Acs Nano 2011,5(1):608–612.CrossRef OICR-9429 26. Frank O, Mohr M, Maultzsch J, Thomsen C, Riaz
I, Jalil R, Novoselov KS, Tsoukleri G, Parthenios J, Papagelis K, Kavan L, Galiotis C: Raman 2D-band splitting in graphene: theory and experiment. Acs Nano 2011,5(3):2231–2239.CrossRef 27. Yoon D, Son YW, Cheong H: find more Strain-dependent splitting of the double-resonance Raman scattering band in graphene. Phys Rev Lett 2011, 106:15. 28. Mohiuddin TMG, Lombardo A, Nair RR, Bonetti A, Savini G, Jalil R, Bonini N, Basko DM, Galiotis C, Marzari N, Novoselov KS, Geim AK, Ferrari AC: Uniaxial strain in graphene by Raman spectroscopy: G peak splitting, Gruneisen parameters, and sample orientation. Phys Rev B 2009, 79:20.CrossRef 29. Ni ZH, Yu T, Lu YH, Wang YY, Feng YP, Shen ZX: Uniaxial strain on graphene: Raman spectroscopy study and band-gap opening. Acs Nano 2008,2(11):2301–2305.CrossRef 30. Chuev MA: An efficient method of analysis of the hyperfine structure of gamma-resonance
spectra using the Voigt profile. Dokl Phys 2011,56(6):318–322.CrossRef 31. Pagnini G, Mainardi F: Evolution equations for the probabilistic generalization of the Voigt profile function. J Comput Appl Math 2010,233(6):1590–1595.CrossRef selleck kinase inhibitor 32. Asthana BP, Kiefer W: Deconvolution of the Lorentzian linewidth and determination of fraction Lorentzian character from the observed profile of a Raman line by a comparison technique. Appl Spectrosc 1982,36(3):250–257.CrossRef Competing interests National Science Council, Taiwan under contact no. NSC 101-2112-M-006-006 and NSC 102-2622-E-006-030-CC3. Authors’ contributions CHH, HL, and CWH carried on the experimental parts: the acquisition of data, and analysis and interpretation of data. YL took the analysis and interpretation of data, and also had been involved in revising
the manuscript. FS and WW (Institute of Atomic and Molecular Sciences, Academia Sinica) prepared the samples, suspended graphene using by micromechanical method, and captured the OM and AFM images. HC, the corresponding author, had made substantial contributions to conception and design, and had been involved in drafting the manuscript and revising Dimethyl sulfoxide it critically for important intellectual content. All authors read and approved the final manuscript.”

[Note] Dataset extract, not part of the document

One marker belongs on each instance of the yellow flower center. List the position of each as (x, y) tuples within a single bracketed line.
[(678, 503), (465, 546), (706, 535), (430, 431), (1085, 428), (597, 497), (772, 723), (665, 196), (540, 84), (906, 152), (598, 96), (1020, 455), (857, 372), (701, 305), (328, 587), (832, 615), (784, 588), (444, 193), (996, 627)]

“Background Thermoelectric energy conversion has attracted much interest as a possible application for environmentally friendly electric-power generators and highly reliable, accurate temperature-controllable refrigerators used as electronic devices because it is one of the simplest technologies applicable to energy conversion [1–4]. The efficiency of thermoelectricity is governed by a basic property of thermoelectrical material, and the figure of merit of a thermoelectric material is defined by (1) where T is the absolute temperature.